According to Kendirbaev, Ergeshbay Ajibaev, an 80-year-old member of the Beshkoruk clan, gave Kendirbaev a manuscript. That manuscript states that the clan is “a descendant of a well-known Greek Dynasty [with] Hellenic genes [whose]  ancestors were Greek orthodox Christians before Islamic culture in Baghdad.”

Kendirbaev went deep while searching for his roots. He studied history, focusing on Alexander the Great and his conquests in Asia and Northeastern Africa. He also took a more scientific approach than is sometimes adopted by those who claim such illustrious ancestry.

“Two years ago Kazakh researchers from Astana tested our clan member’s Y-DNA,” he said. “My test result shows that I am a bearer of Haplogroup I1. Our ancestor was born in Northern Europe 6,000 years ago,”

“There are no people with such a Haplogroup in Central Asia, but our clan of Beshkoruk has European genetic lineage. In Greece about 300,000 men have the similar Haplogroup I1,” he concluded.

Kendirbaev is very proud of his Greek roots and tries to promote Hellenism via his website here. 

“My blood is European, not Asiatic.

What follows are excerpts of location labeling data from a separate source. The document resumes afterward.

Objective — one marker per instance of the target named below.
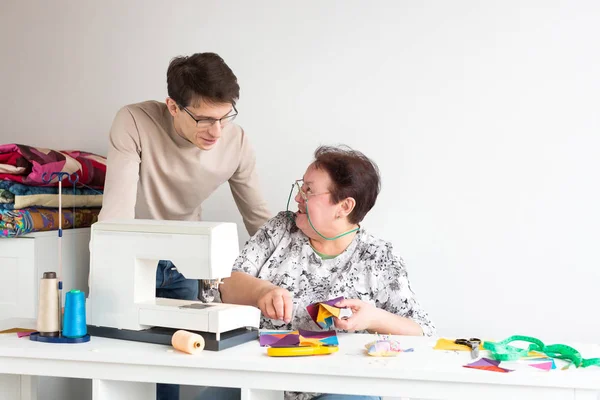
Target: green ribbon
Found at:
(502, 351)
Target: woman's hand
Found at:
(276, 303)
(362, 317)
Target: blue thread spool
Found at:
(74, 324)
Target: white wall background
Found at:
(482, 116)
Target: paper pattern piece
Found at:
(322, 313)
(299, 338)
(385, 346)
(487, 364)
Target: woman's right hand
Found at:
(276, 303)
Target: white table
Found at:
(128, 370)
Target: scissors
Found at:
(473, 343)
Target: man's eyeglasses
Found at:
(208, 122)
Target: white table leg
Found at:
(260, 394)
(582, 394)
(103, 389)
(18, 387)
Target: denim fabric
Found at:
(171, 284)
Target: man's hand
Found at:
(362, 317)
(276, 303)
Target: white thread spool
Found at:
(47, 322)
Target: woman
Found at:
(321, 252)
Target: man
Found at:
(165, 159)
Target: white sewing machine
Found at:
(123, 262)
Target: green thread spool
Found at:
(74, 323)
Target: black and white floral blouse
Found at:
(367, 270)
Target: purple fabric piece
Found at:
(268, 340)
(313, 309)
(484, 362)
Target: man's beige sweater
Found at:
(153, 173)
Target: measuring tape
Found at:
(502, 351)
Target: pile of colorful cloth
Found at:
(29, 189)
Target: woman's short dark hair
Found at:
(353, 175)
(201, 76)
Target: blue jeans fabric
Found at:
(210, 393)
(171, 284)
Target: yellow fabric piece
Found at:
(448, 344)
(310, 342)
(332, 310)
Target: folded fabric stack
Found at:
(29, 197)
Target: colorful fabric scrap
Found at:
(322, 313)
(28, 164)
(299, 338)
(487, 364)
(21, 222)
(14, 196)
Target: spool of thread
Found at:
(47, 321)
(187, 342)
(74, 324)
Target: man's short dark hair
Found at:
(353, 175)
(201, 76)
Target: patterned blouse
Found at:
(367, 270)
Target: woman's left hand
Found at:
(362, 317)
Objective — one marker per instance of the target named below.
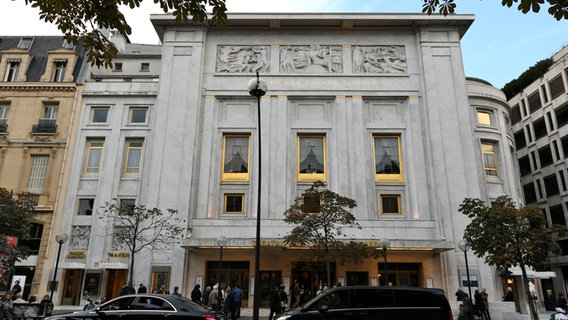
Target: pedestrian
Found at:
(196, 294)
(274, 302)
(18, 309)
(3, 285)
(238, 296)
(478, 304)
(229, 305)
(562, 303)
(126, 289)
(509, 295)
(460, 294)
(467, 307)
(163, 290)
(32, 311)
(7, 306)
(16, 289)
(485, 300)
(283, 298)
(46, 306)
(215, 297)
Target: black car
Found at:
(376, 303)
(145, 306)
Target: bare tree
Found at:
(136, 228)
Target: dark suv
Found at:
(370, 302)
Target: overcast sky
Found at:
(500, 45)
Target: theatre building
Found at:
(377, 106)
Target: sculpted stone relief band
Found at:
(312, 59)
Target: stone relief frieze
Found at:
(379, 59)
(80, 236)
(237, 59)
(311, 59)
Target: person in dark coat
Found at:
(274, 302)
(196, 294)
(142, 288)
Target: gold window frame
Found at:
(235, 176)
(313, 176)
(488, 149)
(388, 177)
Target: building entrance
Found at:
(71, 290)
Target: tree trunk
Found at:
(532, 307)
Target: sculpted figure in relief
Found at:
(379, 59)
(80, 237)
(236, 59)
(311, 59)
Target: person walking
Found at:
(238, 296)
(485, 299)
(283, 298)
(196, 294)
(274, 302)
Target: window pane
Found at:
(38, 171)
(100, 115)
(86, 207)
(311, 155)
(484, 118)
(138, 115)
(390, 204)
(134, 157)
(387, 157)
(236, 154)
(489, 160)
(234, 203)
(94, 157)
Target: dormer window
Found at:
(59, 67)
(12, 71)
(25, 43)
(67, 45)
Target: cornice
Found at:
(36, 87)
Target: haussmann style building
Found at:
(377, 106)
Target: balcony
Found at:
(45, 126)
(3, 126)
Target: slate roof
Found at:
(39, 48)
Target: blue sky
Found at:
(500, 45)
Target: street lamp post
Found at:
(61, 239)
(257, 88)
(385, 244)
(221, 242)
(465, 246)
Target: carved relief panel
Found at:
(243, 59)
(311, 59)
(379, 59)
(80, 236)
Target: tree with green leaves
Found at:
(81, 21)
(557, 8)
(508, 235)
(319, 216)
(136, 227)
(15, 223)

We are descendants of King Seleucus I Nikator [who] was a friend and general of Alexander the Great,” he explained with pride.

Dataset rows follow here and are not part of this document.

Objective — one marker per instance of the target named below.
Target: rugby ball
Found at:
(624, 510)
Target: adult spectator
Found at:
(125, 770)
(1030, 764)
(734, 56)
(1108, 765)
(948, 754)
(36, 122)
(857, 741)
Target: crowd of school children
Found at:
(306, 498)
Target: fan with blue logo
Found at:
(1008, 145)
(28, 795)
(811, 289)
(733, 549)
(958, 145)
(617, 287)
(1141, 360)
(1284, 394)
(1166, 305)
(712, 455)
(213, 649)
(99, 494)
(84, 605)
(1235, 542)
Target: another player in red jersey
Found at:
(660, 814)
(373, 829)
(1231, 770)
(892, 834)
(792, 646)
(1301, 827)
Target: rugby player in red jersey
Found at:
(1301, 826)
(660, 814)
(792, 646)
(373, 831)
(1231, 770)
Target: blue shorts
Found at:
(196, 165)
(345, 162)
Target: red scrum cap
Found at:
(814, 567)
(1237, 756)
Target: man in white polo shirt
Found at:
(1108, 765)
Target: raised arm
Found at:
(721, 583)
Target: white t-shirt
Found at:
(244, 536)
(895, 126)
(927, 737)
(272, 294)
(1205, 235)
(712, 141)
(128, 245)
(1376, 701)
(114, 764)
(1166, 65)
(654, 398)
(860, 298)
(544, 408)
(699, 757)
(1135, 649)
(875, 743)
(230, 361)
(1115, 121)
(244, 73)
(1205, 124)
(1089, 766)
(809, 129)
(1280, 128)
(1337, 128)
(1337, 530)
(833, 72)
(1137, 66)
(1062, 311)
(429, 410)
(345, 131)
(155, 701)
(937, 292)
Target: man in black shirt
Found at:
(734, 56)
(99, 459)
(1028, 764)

The Hellenistic (Greek) Seleucid Dynasty

The Seleucid Empire was a Hellenistic state in Western Asia that existed from 312 BC to 63 BC, founded by Seleucus I Nicator, a general in Alexander the Great’s army.

Following the split of the Macedonian Empire established in Asia by Alexander the Great, Seleucus I first took the Mesopotamian region of Babylonia in 321 BC.

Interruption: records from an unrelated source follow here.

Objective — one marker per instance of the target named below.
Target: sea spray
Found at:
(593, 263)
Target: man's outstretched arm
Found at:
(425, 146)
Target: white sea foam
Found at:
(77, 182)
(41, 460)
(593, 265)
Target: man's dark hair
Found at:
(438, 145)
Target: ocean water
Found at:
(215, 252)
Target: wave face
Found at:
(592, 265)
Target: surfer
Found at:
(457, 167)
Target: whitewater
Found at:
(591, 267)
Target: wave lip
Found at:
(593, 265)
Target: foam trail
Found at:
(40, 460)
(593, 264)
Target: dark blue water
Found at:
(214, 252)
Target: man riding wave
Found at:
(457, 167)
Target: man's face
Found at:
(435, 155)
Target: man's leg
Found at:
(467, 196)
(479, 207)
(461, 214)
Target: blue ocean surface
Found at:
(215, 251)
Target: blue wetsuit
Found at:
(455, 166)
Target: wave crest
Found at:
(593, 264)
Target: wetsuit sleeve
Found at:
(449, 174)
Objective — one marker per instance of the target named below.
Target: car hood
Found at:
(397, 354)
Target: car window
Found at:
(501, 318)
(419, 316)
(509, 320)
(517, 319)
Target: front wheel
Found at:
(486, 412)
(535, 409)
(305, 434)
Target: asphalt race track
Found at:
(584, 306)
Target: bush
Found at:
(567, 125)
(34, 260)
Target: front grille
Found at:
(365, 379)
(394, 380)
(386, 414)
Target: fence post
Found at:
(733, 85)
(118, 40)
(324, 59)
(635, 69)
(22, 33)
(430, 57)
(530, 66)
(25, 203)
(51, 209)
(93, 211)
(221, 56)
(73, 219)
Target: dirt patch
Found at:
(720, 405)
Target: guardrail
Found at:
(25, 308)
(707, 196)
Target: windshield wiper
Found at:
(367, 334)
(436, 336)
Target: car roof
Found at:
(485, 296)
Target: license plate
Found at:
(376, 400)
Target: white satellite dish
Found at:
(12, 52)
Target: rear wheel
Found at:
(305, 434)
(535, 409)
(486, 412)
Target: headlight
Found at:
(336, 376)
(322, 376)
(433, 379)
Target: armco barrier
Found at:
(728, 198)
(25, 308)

The general then founded Antioch and expanded his dominions to include much of the Near Eastern territories that belonged to the former Macedonian Empire.

The Seleucid Empire took over more territories including Anatolia, Persia, the Levant, Mesopotamia, and today’s Kuwait, Afghanistan, and parts of Turkmenistan.

The Seleucid Empire promoted Hellenistic culture in Asia while at the same time tolerating local languages and traditions rather than eradicating them.

A Greek elite dominated politics, thus making the empire attractive to numerous immigrants from Greece.

However, the Seleucid Empire’s western territories were contested with Ptolemaic Egypt, another Hellenistic state, while there were conflicts with Chandragupta of the Maurya Empire that led to the ceding of vast territory west of the Indus River.

In the early second century BC, efforts of Antiochus III the Great to extend the empire into Hellenistic Greece were blocked by the Roman Republic.

After their losses in battle, the Seleucids were forced to pay costly war reparations and relinquish territorial claims west of the Taurus Mountains.

That was the beginning of the decline of the Seleucid Empire. When Mithridates I of Parthia conquered much of the remaining eastern lands of the empire, the Seleucid kings were reduced to a small state in Syria.

In 63 BC, the Roman general Pompey overthrew the Seleucids, dealing the final blow to the Hellenistic (Greek) empire in Asia.